Visa, Mastercard : voici pourquoi les paiements en ligne sont suspendus pour les billets d’avion en Afrique de l’Ouest

Visa Mastercard billets d'avion

Crédits photo : Walletto

Un message d’alerte s’affichait depuis le 2 janvier sur le site d’Air Côte d’Ivoire concernant le paiement des billets d’avion par Visa ou Mastercard.

Les clients tentant d’acheter un billet en ligne découvrent cette notification selon nos confrères de Jeune Afrique : « Suite à la décision n° 31 GIM-Uemoa relative à la compensation des transactions électroniques des établissements de l’Union économique et monétaire ouest africaine, les activités d’e-commerce sont momentanément suspendues. »

Plusieurs compagnies aériennes de la zone UEMOA affichent des messages similaires.

Ce qui révèle un conflit de fond entre les régulateurs ouest-africains et les géants américains du paiement électronique. La décision numéro 31 du Groupement interbancaire monétique de l’UEMOA impose désormais que toute transaction passant par Visa ou Mastercard transite également par GIM-Switch, la plateforme régionale de compensation. Un double passage qui complique le processus technique et provoque la suspension des paiements en ligne.

Le GIM-UEMOA a été créé en 2003 par la Banque centrale des États de l’Afrique de l’Ouest et les établissements bancaires régionaux. L’organisme fédère aujourd’hui plus de 130 banques et institutions financières dans huit pays.

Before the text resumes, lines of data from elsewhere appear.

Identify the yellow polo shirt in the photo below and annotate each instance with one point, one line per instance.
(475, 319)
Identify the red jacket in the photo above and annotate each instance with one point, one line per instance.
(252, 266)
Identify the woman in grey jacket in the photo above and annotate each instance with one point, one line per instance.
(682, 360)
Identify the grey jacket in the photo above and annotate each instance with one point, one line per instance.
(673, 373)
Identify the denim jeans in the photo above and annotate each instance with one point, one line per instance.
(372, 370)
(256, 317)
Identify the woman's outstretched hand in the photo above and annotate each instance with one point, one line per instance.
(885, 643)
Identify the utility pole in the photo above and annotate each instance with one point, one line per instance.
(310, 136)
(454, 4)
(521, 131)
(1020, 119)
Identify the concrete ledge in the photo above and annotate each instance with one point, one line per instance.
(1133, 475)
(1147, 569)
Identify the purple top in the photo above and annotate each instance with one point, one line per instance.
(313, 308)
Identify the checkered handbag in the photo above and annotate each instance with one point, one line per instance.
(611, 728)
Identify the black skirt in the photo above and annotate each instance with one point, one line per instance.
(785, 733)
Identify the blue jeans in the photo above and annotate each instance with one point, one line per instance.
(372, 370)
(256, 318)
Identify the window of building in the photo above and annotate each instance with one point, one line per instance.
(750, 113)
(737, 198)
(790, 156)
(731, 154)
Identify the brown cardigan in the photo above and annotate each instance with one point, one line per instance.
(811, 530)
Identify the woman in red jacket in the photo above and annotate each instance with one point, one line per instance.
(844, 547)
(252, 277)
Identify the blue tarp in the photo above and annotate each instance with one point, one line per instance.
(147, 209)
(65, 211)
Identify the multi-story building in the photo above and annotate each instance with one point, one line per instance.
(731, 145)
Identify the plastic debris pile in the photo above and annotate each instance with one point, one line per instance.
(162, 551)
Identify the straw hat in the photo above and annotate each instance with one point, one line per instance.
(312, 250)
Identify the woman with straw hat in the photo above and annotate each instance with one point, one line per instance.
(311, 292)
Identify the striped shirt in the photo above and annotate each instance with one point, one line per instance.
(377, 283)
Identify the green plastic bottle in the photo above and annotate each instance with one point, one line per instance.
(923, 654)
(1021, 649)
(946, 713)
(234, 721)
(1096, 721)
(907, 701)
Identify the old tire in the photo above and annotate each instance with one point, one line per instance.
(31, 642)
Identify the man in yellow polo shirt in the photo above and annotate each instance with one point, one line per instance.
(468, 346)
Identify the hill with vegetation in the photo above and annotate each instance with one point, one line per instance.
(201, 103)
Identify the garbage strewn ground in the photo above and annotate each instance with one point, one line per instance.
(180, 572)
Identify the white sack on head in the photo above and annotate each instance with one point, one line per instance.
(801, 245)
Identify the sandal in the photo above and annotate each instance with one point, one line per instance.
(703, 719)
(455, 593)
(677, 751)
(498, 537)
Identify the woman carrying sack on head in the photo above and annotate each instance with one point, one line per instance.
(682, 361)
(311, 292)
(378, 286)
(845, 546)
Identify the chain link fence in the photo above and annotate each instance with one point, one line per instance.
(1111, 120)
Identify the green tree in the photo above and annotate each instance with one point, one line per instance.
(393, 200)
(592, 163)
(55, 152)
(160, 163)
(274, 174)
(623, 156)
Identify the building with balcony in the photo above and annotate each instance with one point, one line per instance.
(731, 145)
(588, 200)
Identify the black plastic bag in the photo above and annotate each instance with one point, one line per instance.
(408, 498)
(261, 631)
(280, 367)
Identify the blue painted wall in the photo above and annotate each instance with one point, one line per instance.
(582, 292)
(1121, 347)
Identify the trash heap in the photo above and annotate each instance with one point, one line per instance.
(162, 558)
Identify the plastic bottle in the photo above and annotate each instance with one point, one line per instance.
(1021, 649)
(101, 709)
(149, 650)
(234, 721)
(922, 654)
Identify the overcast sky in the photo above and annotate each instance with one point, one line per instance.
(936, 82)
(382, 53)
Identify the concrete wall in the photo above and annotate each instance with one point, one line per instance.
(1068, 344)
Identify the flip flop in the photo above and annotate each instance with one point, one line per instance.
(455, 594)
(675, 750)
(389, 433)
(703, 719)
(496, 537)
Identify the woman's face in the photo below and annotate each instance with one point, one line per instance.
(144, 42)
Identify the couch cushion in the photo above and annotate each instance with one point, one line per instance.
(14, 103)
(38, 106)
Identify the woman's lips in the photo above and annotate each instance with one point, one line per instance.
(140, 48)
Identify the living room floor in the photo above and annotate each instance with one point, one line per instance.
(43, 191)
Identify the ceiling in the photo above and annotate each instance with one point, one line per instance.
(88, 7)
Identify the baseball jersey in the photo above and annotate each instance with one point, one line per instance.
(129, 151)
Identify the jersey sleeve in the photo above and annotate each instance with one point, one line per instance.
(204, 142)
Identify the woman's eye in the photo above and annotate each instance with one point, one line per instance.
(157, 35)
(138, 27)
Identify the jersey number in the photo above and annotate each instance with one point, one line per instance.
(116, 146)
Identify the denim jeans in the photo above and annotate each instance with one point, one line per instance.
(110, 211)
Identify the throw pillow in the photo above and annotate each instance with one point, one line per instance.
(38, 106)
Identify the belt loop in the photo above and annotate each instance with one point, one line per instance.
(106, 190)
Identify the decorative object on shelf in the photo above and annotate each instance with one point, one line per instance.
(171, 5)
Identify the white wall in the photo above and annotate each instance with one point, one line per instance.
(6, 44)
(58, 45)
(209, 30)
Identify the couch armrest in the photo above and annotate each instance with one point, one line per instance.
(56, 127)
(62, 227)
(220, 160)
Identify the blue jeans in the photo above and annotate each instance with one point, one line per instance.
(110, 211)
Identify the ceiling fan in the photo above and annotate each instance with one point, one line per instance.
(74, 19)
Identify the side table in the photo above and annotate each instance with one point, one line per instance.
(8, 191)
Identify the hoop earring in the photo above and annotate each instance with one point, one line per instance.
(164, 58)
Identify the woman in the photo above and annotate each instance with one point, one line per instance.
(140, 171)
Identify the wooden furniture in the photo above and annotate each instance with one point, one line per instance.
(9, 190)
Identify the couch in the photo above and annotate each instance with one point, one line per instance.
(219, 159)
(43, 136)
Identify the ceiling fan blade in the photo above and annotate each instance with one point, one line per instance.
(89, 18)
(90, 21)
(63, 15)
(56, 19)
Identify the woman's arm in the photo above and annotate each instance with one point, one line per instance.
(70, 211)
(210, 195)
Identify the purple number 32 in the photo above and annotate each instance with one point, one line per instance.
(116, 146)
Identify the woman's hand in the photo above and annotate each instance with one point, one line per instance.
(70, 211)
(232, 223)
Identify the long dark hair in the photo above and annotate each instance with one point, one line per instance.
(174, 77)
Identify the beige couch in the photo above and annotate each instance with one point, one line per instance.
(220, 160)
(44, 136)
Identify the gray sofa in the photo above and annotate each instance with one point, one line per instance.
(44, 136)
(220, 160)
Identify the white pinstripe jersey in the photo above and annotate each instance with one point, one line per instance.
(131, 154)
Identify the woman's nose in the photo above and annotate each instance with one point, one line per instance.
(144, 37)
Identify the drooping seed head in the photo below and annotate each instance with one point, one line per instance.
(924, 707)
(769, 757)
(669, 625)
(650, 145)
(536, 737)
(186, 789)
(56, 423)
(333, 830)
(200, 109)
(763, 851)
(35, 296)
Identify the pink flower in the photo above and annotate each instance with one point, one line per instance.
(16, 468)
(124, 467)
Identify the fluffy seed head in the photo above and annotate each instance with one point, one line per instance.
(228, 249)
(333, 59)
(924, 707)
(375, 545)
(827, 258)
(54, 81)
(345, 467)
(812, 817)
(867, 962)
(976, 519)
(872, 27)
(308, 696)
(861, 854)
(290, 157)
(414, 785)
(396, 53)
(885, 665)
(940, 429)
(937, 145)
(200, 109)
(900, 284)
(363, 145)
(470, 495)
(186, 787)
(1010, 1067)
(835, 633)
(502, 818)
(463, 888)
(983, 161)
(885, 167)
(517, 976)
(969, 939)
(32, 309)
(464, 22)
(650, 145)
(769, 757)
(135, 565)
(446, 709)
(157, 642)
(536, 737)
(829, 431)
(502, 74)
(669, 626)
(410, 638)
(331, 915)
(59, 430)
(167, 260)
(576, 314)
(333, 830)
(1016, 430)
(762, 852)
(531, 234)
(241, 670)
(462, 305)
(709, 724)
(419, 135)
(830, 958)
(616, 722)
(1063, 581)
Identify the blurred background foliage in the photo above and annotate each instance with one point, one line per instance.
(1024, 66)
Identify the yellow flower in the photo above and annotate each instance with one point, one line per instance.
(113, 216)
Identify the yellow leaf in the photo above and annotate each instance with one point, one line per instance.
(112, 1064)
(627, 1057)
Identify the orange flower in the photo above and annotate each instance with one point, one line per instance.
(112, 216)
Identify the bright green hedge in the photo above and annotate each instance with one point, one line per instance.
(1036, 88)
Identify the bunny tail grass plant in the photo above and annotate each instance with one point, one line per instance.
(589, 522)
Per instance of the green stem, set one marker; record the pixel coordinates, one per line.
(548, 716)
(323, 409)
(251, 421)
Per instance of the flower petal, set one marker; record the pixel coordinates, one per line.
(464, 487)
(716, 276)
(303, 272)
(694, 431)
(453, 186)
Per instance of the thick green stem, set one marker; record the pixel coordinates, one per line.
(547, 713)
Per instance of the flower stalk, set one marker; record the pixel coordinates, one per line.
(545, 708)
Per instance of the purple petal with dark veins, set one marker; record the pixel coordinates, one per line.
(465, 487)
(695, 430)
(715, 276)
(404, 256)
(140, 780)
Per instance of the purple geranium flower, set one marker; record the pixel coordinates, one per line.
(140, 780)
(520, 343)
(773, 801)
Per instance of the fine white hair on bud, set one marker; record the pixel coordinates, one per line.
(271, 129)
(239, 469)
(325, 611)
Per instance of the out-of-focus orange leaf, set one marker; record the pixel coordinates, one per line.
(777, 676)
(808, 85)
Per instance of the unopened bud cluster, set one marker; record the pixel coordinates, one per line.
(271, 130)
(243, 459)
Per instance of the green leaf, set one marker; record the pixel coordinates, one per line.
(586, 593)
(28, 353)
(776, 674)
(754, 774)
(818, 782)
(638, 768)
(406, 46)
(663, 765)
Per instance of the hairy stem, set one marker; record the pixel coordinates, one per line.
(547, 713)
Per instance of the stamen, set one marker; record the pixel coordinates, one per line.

Sa plateforme GIM-Switch assure l’interopérabilité des transactions électroniques sur le marché régional : routage, compensation, gestion des impayés. Enfin, un système qui fonctionne déjà pour les retraits aux distributeurs automatiques avec un coût plafonné à 500 francs CFA.

Les autorités monétaires ouest-africaines veulent reprendre le contrôle sur les flux financiers électroniques. Visa domine nettement l’espace UEMOA et CEMAC, selon Connectionivoirienne.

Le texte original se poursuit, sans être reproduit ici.